Anton Fedotov

Posted on Apr 29

Adding a Trust Boundary to a LlamaIndex RAG Pipeline

#llamaindex #agents #security #rag

Your LlamaIndex app does not only retrieve documents.

It decides which external text is allowed to become model context.

That is a trust decision, even if your code does not call it one.

A PDF can contain useful facts.
A support ticket can contain real customer context.
A web page can contain documentation.
An email thread can contain the answer your user needs.

But all of those sources can also contain instructions your model should never follow.

That is the uncomfortable part of RAG security: the dangerous text often does not come from the user prompt. It comes from the documents.

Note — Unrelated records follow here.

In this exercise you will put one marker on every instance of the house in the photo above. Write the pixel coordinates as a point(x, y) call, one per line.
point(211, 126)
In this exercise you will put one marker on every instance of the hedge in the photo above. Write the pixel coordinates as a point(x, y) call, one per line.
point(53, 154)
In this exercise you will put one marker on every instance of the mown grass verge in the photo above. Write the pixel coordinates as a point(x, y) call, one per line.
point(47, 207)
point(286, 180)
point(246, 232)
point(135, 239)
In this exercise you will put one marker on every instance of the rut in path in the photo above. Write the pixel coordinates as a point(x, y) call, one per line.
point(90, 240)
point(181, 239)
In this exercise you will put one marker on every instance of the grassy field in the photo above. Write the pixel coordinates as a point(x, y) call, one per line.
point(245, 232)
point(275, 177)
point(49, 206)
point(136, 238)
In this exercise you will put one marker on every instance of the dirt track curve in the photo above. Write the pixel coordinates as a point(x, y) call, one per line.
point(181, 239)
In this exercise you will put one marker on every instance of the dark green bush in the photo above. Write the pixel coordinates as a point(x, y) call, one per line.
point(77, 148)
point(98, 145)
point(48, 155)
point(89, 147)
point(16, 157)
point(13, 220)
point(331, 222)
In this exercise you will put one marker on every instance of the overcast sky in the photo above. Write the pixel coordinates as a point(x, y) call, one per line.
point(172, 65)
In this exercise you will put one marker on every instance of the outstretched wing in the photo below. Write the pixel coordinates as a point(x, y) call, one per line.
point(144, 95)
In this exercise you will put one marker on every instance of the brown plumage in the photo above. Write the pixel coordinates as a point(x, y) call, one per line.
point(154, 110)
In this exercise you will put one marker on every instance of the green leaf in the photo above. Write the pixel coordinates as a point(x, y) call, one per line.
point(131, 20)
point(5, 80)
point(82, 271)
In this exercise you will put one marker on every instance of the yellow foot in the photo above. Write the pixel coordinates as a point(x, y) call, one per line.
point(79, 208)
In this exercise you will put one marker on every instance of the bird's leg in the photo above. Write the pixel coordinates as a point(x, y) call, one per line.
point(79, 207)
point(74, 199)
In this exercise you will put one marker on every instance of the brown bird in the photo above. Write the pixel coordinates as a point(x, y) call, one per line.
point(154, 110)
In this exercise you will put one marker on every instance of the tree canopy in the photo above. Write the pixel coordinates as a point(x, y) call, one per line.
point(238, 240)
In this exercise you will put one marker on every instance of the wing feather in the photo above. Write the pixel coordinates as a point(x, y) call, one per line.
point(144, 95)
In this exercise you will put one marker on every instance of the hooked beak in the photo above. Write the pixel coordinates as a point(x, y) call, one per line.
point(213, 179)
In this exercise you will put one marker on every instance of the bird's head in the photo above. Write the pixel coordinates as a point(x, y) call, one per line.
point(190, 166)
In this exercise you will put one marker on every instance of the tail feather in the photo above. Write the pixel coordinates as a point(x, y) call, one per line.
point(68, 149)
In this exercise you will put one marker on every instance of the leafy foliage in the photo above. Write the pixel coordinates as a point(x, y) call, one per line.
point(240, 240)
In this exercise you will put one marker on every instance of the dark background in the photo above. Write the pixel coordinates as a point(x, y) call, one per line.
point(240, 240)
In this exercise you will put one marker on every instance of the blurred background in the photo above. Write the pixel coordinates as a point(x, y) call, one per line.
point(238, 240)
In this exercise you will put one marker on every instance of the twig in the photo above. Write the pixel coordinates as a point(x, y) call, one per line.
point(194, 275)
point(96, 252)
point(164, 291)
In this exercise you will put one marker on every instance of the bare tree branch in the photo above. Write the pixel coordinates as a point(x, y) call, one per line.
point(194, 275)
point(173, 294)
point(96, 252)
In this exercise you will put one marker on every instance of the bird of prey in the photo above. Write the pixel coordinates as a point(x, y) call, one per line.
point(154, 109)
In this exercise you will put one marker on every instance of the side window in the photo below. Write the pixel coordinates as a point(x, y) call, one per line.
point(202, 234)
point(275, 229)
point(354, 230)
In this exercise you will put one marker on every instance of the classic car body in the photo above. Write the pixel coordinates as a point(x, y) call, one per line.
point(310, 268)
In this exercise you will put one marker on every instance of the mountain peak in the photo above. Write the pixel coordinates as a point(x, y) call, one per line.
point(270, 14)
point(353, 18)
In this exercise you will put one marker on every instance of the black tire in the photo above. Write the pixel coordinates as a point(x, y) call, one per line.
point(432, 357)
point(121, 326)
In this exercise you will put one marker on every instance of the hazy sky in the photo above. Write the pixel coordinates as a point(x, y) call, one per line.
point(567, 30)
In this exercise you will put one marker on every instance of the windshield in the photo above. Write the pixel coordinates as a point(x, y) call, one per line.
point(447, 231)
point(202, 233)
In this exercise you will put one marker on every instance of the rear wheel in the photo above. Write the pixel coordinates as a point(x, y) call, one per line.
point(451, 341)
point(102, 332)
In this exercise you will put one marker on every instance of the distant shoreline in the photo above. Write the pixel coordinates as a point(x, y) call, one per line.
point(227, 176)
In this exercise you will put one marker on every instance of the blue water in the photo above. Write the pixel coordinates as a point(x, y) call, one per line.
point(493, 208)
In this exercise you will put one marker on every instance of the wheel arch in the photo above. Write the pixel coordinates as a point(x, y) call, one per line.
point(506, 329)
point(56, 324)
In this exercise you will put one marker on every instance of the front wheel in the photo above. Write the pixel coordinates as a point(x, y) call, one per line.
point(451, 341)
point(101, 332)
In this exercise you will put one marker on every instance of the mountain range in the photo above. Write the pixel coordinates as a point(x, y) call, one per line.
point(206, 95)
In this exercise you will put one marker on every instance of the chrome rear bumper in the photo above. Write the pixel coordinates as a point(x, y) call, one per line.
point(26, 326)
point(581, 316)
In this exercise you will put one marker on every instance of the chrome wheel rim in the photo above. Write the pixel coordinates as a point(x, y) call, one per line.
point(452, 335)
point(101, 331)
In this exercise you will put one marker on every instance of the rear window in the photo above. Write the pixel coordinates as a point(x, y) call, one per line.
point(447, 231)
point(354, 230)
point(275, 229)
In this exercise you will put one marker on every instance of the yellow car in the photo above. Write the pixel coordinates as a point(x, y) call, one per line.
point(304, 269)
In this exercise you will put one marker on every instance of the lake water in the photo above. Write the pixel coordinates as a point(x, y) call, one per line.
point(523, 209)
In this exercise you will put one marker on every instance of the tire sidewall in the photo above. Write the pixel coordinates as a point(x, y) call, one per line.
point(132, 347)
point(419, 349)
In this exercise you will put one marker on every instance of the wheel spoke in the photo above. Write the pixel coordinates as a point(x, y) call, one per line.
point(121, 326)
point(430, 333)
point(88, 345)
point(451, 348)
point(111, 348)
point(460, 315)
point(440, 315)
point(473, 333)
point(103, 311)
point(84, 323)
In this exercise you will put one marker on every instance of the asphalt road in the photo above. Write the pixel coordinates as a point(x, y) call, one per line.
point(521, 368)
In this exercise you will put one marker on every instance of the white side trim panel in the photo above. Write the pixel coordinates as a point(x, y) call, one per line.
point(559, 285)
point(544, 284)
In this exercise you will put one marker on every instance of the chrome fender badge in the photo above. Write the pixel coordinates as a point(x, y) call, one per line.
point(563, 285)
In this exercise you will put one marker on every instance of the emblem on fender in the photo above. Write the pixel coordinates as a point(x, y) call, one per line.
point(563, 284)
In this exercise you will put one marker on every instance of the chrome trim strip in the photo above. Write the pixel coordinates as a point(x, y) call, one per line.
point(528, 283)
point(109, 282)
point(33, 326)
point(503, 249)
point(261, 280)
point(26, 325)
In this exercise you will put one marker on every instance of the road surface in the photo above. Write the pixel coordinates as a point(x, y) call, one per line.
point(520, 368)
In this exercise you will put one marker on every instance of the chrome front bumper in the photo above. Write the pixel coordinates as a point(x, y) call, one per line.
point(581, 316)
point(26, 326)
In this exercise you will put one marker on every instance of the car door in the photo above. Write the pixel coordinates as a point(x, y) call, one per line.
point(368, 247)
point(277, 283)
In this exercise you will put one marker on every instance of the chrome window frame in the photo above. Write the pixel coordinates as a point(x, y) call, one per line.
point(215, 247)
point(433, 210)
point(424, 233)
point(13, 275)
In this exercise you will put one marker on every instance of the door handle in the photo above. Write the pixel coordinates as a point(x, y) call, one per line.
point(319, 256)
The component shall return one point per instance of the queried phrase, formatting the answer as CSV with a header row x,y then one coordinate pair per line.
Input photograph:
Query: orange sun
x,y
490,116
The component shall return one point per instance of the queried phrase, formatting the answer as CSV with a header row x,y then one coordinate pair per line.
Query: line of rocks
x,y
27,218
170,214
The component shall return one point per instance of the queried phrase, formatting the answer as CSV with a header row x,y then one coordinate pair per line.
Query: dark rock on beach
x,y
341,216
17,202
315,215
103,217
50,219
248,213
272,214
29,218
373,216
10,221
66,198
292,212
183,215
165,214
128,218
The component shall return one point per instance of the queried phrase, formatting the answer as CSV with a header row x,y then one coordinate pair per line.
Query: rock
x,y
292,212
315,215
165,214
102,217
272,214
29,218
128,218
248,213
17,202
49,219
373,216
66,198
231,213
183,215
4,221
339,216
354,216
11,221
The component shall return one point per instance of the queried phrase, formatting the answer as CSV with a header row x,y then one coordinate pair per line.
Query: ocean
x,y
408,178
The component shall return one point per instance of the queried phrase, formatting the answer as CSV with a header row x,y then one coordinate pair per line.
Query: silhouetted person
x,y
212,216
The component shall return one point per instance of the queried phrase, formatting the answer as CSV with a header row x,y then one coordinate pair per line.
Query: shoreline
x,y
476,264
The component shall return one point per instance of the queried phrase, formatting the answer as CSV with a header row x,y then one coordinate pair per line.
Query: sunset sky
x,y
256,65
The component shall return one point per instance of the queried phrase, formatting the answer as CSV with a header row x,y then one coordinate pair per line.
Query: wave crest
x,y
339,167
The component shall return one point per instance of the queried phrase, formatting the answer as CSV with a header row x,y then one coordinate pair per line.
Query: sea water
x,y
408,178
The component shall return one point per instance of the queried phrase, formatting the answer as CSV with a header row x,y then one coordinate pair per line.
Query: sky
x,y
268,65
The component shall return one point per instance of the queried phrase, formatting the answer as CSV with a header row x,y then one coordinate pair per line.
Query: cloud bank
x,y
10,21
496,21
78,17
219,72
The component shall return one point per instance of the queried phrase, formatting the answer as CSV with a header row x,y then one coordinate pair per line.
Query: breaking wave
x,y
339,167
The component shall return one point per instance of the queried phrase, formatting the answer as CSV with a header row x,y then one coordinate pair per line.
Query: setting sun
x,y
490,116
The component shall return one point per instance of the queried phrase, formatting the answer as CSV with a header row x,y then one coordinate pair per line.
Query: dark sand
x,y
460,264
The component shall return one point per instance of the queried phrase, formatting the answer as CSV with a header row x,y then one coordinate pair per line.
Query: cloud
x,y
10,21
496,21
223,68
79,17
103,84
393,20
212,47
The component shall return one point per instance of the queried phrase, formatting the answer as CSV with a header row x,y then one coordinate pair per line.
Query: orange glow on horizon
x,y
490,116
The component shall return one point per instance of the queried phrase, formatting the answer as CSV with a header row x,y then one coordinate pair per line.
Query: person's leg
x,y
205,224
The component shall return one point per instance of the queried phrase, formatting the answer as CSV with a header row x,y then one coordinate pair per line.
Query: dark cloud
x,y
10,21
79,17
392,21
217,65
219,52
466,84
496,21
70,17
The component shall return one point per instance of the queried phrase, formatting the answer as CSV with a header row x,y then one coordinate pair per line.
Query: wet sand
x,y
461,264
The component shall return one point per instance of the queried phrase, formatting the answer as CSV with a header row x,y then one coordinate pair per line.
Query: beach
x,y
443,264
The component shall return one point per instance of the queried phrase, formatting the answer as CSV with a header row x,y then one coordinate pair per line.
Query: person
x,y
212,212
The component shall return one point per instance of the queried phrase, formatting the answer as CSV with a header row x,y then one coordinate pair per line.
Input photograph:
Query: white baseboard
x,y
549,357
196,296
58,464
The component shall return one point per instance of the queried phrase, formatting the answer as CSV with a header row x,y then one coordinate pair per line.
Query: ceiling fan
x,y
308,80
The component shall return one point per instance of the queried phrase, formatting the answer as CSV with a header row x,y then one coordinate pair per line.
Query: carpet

This post shows how to add a trust boundary to a LlamaIndex RAG pipeline with Omega Walls.

The core idea is simple:

Retrieved text is evidence, not policy.

And the safest place to enforce that is between retrieval and synthesis.

The RAG failure mode

A typical LlamaIndex flow looks clean:

documents -> index -> query engine -> response

In code, it may look something like this:

from llama_index.core import SimpleDirectoryReader, VectorStoreIndex

documents = SimpleDirectoryReader("./docs").load_data()
index = VectorStoreIndex.from_documents(documents)

query_engine = index.as_query_engine()

response = query_engine.query(
    "Summarize the customer escalation and suggest the next step."
)

print(response)

That is a good developer experience.

But it hides a trust problem.

The query engine retrieves relevant chunks. Those chunks are then used by the LLM to synthesize an answer. That is the normal RAG path: retrieve text, feed it into the answer-generation step, produce a response.

The issue is that retrieved text can carry two very different kinds of content:

Useful evidence:
- customer reported X
- policy says Y
- document describes Z

Untrusted instruction:
- ignore previous instructions
- reveal the system prompt
- call this tool
- send this data somewhere else

If both kinds of text are placed into the same context without a boundary, the model has to separate evidence from instruction by itself.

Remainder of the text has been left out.